“Waylowaylo”: Changing attitudes on girls’ education to delay marriage in Senegal [Video]
To celebrate International Human Rights Day on 10 December, Girls Not Brides member Tostan and Venice Arts, in collaboration with the Sundance Institute and The Skoll Foundation, launched a series of short films telling stories of change in Senegal.
One of them is “Waylowaylo”, meaning “change” in Pulaar.
Through the eyes of a girl named Maoundé, and her father, the village chief, “Waylowaylo” tells the story of how a small community in Senegal chose education over marriage.
After three years of human rights education through Tostan’s community empowerment programme, the village of Tankanto Maoundé in Kolda, Senegal, made the collective decision to invest in girls’ education and to delay their marriage.

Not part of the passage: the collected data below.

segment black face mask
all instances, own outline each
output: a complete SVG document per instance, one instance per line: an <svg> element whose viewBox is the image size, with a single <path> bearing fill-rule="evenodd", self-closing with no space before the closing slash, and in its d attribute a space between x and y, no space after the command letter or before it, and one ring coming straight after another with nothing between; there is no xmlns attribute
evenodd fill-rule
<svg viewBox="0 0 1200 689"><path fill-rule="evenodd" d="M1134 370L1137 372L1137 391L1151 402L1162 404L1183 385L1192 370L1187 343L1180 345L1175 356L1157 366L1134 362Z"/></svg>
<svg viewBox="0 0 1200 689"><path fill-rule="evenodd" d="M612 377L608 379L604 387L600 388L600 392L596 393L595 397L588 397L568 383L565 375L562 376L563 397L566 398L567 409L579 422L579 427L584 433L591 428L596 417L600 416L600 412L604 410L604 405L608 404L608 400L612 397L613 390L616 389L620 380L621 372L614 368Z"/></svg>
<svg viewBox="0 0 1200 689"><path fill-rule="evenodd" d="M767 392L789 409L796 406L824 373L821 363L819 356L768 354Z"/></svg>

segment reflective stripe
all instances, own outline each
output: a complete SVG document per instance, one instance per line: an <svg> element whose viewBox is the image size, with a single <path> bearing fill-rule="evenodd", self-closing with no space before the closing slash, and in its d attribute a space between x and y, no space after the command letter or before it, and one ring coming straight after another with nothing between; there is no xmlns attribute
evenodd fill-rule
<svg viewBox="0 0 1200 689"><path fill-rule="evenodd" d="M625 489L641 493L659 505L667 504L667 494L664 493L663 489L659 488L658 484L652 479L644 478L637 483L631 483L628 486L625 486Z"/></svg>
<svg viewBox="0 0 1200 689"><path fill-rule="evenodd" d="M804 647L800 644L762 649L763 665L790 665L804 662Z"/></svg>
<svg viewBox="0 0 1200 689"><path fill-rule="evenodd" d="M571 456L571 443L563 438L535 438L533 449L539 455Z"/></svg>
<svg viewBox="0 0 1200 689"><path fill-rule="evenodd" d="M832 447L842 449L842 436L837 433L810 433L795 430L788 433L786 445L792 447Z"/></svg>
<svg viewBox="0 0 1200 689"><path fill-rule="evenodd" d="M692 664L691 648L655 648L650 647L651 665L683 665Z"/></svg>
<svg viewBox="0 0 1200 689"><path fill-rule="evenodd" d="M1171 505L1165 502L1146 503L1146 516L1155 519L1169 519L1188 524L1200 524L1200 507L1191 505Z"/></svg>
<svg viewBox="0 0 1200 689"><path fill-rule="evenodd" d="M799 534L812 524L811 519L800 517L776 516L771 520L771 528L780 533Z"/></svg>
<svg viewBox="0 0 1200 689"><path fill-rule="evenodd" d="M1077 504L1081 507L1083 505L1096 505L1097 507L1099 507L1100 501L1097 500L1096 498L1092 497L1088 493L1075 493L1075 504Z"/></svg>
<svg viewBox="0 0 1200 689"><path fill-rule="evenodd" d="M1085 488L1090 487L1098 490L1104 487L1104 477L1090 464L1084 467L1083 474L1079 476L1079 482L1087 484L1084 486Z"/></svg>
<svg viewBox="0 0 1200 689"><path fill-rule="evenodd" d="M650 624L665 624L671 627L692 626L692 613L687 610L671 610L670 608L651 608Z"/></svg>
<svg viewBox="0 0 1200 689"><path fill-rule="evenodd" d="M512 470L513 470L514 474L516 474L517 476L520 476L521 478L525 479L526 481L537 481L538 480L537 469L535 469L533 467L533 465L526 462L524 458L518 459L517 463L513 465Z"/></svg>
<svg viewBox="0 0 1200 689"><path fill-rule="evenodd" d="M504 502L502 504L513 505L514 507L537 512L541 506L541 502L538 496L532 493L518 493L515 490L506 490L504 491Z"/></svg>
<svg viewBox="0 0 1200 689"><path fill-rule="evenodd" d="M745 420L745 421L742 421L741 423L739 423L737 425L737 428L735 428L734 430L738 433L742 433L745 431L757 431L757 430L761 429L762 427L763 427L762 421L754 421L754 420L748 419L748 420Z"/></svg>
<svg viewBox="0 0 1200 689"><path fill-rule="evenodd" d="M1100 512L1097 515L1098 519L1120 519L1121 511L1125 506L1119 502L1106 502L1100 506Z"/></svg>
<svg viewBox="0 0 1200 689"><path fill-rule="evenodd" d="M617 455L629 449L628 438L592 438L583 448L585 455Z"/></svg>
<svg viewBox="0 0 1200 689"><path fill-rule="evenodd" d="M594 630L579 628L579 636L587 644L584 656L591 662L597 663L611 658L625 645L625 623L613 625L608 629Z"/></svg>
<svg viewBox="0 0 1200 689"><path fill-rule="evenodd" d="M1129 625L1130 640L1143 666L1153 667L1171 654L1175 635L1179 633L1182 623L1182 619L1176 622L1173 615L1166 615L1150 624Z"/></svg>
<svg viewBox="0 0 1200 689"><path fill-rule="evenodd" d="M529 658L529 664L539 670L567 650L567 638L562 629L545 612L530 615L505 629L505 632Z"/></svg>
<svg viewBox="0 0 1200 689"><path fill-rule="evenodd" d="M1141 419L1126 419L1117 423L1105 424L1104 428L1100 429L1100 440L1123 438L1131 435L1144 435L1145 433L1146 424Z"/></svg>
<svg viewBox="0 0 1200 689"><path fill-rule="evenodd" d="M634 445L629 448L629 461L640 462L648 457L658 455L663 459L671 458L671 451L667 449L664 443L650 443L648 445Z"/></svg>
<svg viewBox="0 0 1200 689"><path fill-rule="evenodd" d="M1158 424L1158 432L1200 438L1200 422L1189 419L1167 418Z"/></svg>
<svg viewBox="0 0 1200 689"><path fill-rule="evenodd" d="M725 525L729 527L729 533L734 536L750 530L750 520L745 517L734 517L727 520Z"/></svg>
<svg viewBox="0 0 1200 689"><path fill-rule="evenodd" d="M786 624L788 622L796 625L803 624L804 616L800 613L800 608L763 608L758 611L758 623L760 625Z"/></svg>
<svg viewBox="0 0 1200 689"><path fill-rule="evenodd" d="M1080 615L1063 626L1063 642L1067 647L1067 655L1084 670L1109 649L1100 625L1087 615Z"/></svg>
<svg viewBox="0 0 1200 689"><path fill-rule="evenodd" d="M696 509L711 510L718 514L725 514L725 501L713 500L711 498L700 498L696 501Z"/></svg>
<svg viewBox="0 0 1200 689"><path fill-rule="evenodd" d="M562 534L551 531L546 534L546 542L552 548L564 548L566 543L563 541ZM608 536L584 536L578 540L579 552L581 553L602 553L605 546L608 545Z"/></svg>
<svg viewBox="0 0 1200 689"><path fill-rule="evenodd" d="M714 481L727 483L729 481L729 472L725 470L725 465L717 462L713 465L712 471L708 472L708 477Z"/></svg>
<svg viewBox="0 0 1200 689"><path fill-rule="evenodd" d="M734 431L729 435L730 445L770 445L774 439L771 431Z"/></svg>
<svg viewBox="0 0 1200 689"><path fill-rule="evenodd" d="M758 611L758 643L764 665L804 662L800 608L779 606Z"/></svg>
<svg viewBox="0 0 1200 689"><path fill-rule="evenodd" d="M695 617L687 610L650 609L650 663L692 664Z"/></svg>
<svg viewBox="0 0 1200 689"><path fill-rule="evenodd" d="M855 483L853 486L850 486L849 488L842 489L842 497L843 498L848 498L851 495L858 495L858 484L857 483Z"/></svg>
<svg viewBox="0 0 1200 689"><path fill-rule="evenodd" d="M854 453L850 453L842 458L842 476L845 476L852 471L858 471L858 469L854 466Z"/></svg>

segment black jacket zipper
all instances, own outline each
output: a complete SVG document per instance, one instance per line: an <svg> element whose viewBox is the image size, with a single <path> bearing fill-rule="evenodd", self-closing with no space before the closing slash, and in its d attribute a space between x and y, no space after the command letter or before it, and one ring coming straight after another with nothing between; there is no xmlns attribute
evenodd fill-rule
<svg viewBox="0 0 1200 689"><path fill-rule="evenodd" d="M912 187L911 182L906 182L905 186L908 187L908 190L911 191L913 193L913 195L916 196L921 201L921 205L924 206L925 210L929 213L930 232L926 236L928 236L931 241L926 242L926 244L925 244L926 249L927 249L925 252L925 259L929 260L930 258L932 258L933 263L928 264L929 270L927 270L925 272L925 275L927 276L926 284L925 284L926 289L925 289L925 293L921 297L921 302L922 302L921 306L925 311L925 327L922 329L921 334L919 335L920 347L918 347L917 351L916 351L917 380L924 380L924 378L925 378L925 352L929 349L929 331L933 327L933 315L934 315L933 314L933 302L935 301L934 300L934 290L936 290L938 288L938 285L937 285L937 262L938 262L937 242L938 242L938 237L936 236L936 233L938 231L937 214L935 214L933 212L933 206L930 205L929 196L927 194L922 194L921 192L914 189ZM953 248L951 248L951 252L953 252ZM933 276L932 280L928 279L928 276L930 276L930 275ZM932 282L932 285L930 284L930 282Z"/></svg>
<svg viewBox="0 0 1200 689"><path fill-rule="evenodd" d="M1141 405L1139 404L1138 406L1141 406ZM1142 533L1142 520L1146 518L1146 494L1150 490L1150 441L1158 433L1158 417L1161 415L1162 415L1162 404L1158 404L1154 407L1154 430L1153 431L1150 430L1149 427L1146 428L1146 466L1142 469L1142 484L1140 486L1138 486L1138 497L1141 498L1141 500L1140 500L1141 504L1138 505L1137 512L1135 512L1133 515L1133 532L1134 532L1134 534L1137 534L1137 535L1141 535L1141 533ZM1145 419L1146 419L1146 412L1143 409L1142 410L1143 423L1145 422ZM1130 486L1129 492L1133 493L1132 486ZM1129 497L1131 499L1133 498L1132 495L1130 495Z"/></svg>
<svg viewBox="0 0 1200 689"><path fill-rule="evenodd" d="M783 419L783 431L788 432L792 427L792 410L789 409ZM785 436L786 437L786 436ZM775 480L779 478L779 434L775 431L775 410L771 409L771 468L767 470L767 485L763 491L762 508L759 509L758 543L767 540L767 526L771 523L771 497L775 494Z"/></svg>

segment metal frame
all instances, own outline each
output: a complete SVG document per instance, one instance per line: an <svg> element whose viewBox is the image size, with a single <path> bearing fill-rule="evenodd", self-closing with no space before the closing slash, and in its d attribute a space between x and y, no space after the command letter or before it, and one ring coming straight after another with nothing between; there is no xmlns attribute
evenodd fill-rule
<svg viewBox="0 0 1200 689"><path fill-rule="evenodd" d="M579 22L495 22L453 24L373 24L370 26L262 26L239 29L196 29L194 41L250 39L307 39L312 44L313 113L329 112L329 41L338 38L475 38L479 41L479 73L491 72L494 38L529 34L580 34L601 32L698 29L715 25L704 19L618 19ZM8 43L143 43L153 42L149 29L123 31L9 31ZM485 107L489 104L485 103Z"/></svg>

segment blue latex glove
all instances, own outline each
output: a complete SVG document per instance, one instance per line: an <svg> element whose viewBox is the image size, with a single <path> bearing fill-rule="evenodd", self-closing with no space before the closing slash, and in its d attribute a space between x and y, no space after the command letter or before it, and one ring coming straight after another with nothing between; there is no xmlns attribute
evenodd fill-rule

Maoundé is one of the girls who benefited from this programme. A few years ago, her father refused to support her ambition of going to school. He explains why:
“In our tradition, girls were not allowed to go to school. We kept our daughters until they were 13 and then gave them into marriage to close family members. This was the reason that I refused to send her to school.”
In our tradition, girls were not allowed to go to school. We kept our daughters until they were 13 and then gave them into marriage.
During the three years of the programme, however, Maoundé’s father quickly saw the advantages of educating his daughter:
“With the change from the Tostan programme, I began to understand the importance of education for Maoundé and I began to support her in her schooling. Since the changes have come to the village, I, as a father, regret my refusal to send Maoundé to school.”
As the village leader, he is now confident in the belief that communities should invest in girls’ education, not their early marriage.
Fostering change through storytelling
“Waylowaylo” is the result of a Tostan-led community training in media techniques and documentary filmmaking that enabled community members to use the power of storytelling to share the stories that are most meaningful to them.
The film will be used in communities to foster dialogue on girls’ education, and to bring community voices to the fore.
“The amplification of community voices really is key to empowering development, and through participant-produced filmmaking, community priorities and solutions can be brought directly to the forefront,” explained Molly Melching, Founder and Executive Director of Tostan.
“This project developed participants’ knowledge of documentary filmmaking and their skills in using media tools but, and more importantly, it deepened their ability to listen for, visualize, and uplift stories of transformation; to understand that even small stories, told well, can serve as witness, facilitator, and change agent”, added Lynn Warshafsky, Founder and Executive Director of Venice Arts.